Но смирение снисходительно, и немощами других не иначе как собственными своими движется. Оно других дела и слова старается толковать на добрую сторону. Видя брата согрешающаго, говорит: он человек; он не с умыслу сделал; он исправиться может; мы и сами томуж подвержены. А сею тихостию больше пользуется другой, нежели безразсудною иных строгостию. В чем нам действительнейшим примером есть сам Спаситель, о котором Исаия предсказал: что трости сокрушенны не преломит, и льна дымящася не угасит; то есть, будет к грешникам снисходителен.
Гордость бывает подзорчива. Ей все других дела, слова и намерения нечто предзнаменуют; она на все делает примечание, и из всего выводит все. Говорит ли кто? она прилагает к себе: предпринимает ли кто что? она опасныя из того заключает для себя следствия: молчит ли кто? она примечает в том сплетаемыя для себя подлоги, и сама себя безпокоит, и другим спокойным быть не попущает.
Но смирение есть просто и не хитростно: оно на все младенческим взирает оком, и все голубиным принимает сердцем. Такое свойство, думаю, политикам не вместительно; но сие зрелище увеселяет очи самаго Бога.
Гордость бывает разбирчива. Это не так; другое не к стати; честь не честь, должность не должность, награждение не награждение. Она других определениями не довольна, и всякия награждения почитает ниже своих заслуг. Кажется, что таким неблаговременным упрямством погрешил великий Моисей: Бог велит ему итти к Фараону для изведения Израиля из Египта: Он говорит, что не поверят. Бог уверяет его обращением жезла в змия; Он говорит: косноязычен есмь. Бог определяет Аарону говорить вместо его: он просит, чтоб пожаловал избрал на сие посольство другаго.
Но смирение все за благо приемлет; смирение всему послушно: в щастии не превозносится, в нещастии не унывает, и данной от Бога талант умножает с кротостию. Отче небесный! взывает оно: да будет воля твоя, яко на небеси и на земли.

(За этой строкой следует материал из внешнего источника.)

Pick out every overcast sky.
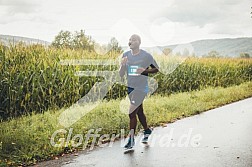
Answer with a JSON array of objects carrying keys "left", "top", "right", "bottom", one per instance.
[{"left": 0, "top": 0, "right": 251, "bottom": 46}]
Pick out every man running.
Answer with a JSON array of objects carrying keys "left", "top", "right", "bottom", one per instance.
[{"left": 119, "top": 34, "right": 159, "bottom": 150}]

Гордости не приступна Божия благодать. Господь бо гордым противится. Ибо надобно наперед признать свою нищету, чтоб удостоиться принять благодати богатство. И так сколькоб человек ни возносился; но очи Господни гораздо выше; и будет время, что смирится высота человеческая, а вознесется Господь един в день оный.

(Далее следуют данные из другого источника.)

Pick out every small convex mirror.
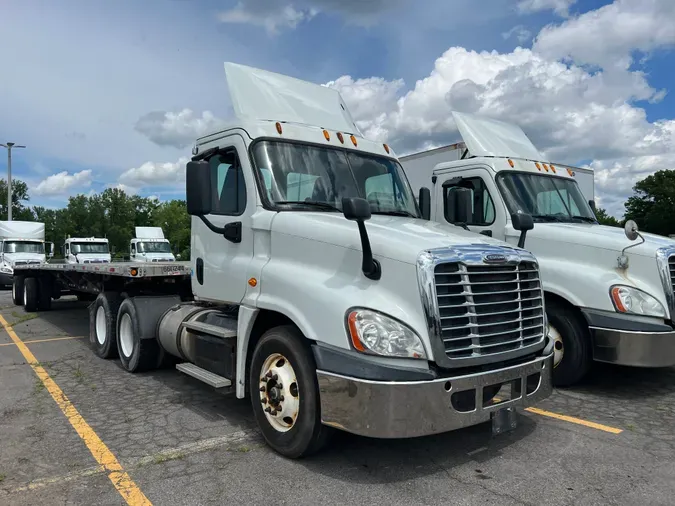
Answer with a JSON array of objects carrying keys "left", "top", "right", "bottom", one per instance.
[{"left": 624, "top": 220, "right": 639, "bottom": 241}]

Но от смирения не отступна благодать. На кого воззрю? спрашивает негде Бог. Господи сил! воззри на седящих на высоких колесницах, воззри на блещащихся златыми одеждами, воззри на высокомудрствующих словесников. Нет: обходит сих всех божественное око, а токмо взирает на кроткаго и молчаливаго и трепещущаго словес его.
Гордость всегда нещастлива: она пренебрегает предусматривать будущие случаи и уловляется сетьми, которых не предвидела. Гордыя как будто нарочно за тем высоко поднимаются, чтоб упадши, сильнее разбиться. Но смирение всегда благополучно и безопасно: оно по земле ходит, и для того упасть не умеет.
Гордость всякому не приятна и мерзостна. Ежелиб кто стал самого себя пред нами превозносить, хотяб и правду говорил: дух наш от себя отвращает, да и сам гордый гордаго ненавидит. Но может ли быть приятнее и увеселительнее зрелище, как видеть человека всякими дарованиями преукрашеннаго, но кротко о себе разсуждающаго?
Видели мы, возлюбленнии Слушатели, какое есть между гордостию и смирением различие; а из того усмотрели два рода горделивых людей. Одни думают, что они уже в число святых записаны и других, яко грешников, презирают. Но таких, думаю, не много: ибо может большая часть не думают о Боге, нежели тех, коиб думали, что они своими делами одолжают Бога. Другия, коих побольше, превозносятся умом своим против истинны Христианской, и не принимают, что с их суетным разсуждением не сходно; с разсуждением, которое они почерпнули из глубины грамматик, из комедий и в вольных домах. Но сии широкохвостные павлины опустят свои перья, когда разсудят оныя Духа Святаго слова, что всяк возносяйся смирится, смиряяй же себе вознесется, Аминь.